2) "NON HA DOVE POSARE IL CAPO"

Un uomo dallo stile così adamantino, vuole dei discepoli altrettanto decisi e radicali. E anzitutto liberi, leggeri, come una freccia che punta tutta al suo bersaglio, senza remore né ostacoli. "Le volpi hanno le loro tane e gli uccelli del cielo i loro nidi, ma il Figlio dell'uomo non ha dove posare il capo". Povertà e distacco è la base necessaria per una libertà di movimento, ma che più profondamente dice relativizzazione di tutto ciò che non è il tesoro del Regno. "Il Regno dei cieli è simile a un tesoro nascosto in un campo; uno va, pieno di gioia, e vende tutti i suoi averi... e compra quel campo" (Mt 13,44). Paolo sarà più sfacciato contro tutta l'idolatria del possedere: "Tutto ormai io reputo una perdita di fronte alla sublimità della conoscenza di Cristo Gesù, mio Signore, per il quale ho lasciato perdere tutte queste cose e le considero come spazzatura, al fine di guadagnare Cristo e di essere trovato da lui" (Fil 3,8). Si sente vibrare dentro il cuore l'orgoglio di un possesso grande. Se l'avessimo un po' noi tale orgoglio per la fede...!
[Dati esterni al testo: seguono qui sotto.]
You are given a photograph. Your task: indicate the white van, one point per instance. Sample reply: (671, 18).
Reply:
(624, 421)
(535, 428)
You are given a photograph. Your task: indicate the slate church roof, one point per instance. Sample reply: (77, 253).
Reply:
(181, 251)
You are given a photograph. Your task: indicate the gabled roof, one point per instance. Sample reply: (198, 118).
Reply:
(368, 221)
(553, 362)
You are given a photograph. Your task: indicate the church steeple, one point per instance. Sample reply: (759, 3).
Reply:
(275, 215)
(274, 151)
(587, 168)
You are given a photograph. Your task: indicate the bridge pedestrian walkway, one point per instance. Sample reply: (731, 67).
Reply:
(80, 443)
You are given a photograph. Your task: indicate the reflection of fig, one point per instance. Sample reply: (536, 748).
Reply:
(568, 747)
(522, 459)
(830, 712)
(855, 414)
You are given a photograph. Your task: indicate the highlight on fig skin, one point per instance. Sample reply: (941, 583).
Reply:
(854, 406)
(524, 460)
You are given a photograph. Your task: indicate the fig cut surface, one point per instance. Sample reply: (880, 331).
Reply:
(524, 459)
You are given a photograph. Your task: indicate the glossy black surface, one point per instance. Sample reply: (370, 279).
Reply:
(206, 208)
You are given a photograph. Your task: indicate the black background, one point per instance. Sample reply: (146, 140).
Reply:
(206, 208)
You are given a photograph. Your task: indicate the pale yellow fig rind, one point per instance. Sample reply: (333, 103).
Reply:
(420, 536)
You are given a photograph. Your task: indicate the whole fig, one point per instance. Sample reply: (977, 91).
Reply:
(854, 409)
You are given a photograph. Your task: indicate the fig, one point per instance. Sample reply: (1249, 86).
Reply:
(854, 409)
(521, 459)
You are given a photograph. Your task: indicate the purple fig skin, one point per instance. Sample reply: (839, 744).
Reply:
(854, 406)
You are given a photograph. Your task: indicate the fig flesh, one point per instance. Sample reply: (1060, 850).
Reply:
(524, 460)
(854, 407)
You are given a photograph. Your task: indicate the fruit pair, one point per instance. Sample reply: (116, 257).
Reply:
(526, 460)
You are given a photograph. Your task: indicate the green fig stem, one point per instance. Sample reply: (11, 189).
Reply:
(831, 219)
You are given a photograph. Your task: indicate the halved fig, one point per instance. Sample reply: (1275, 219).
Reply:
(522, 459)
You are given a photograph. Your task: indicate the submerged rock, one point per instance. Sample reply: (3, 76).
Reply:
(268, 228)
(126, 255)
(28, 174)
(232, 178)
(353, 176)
"Lascia che i morti seppelliscano i loro morti": altra espressione di una radicalità paradossale. "Tu va' e annunzia il Regno di Dio". Anche gli affetti e i rapporti più sacri non sono un assoluto. Sta prima il Regno di Dio.

L'uomo è fatto per Dio, la sua felicità piena sta nella comunione con Lui; non c'è cosa, persona o amore che lo possa saziare. Guai a chi assolutizza anche il più fortunato amore umano.
Alla fine ne rimane deluso.

Anche l'amore dei figli, anche l'amore coniugale deve far riferimento a Dio. Quante sbagliate tragedie inconsolabili io vedo vivere anche tra coloro che si dicono cristiani...!

Alla fine è necessaria la perseveranza: "Nessuno che ha messo mano all'aratro e poi si volge indietro, è adatto per il Regno di Dio". L'essere cristiani non è una bella esperienza, magari giovanile, magari quando si aveva il buon tempo. E' opzione fondamentale che deve prendere tutta la vita e, come ogni cosa seria, resa dura e purificata dalla prova. Il cristiano è creatura nuova, e deve tagliare i ponti col passato. Significativa è l'immagine - richiamata dalla prima lettura - di Eliseo che per seguire la sua vocazione profetica brucia gli attrezzi del suo mestiere. Come avvenne per Pietro e i primi discepoli, i quali "lasciarono tutto e lo seguirono" (Lc 5,11).

Discepoli radicali, ma liberi. Perché l'amore è anzitutto libertà, non imposizione. "Cristo ci ha liberati - si dice san Paolo - perché restassimo liberi" (II lett.).

Rifiutato da un villaggio samaritano, Gesù non cede al castigo invocato da Giacomo e Giovanni; anzi, "si voltò e li rimproverò". Cristo vuol conquistare il cuore con l'amore, non imporsi con potenza. Per questo Dio è paziente, e sa perdere molte volte anche con noi. Senza scoraggiarsi.

Sant'Agostino però diceva: "Ho paura del Signore che passa...!". Guai a perdere gli appuntamenti di Dio! Nella vita ci sono ore critiche in cui ciò che non si fa in quel momento non lo si farà più. Il vento soffia, e quand'esso sarà caduto, la nave non potrà più uscire dal porto. Quante volte anche noi ci lamentiamo di aver perso certe occasioni decisive!!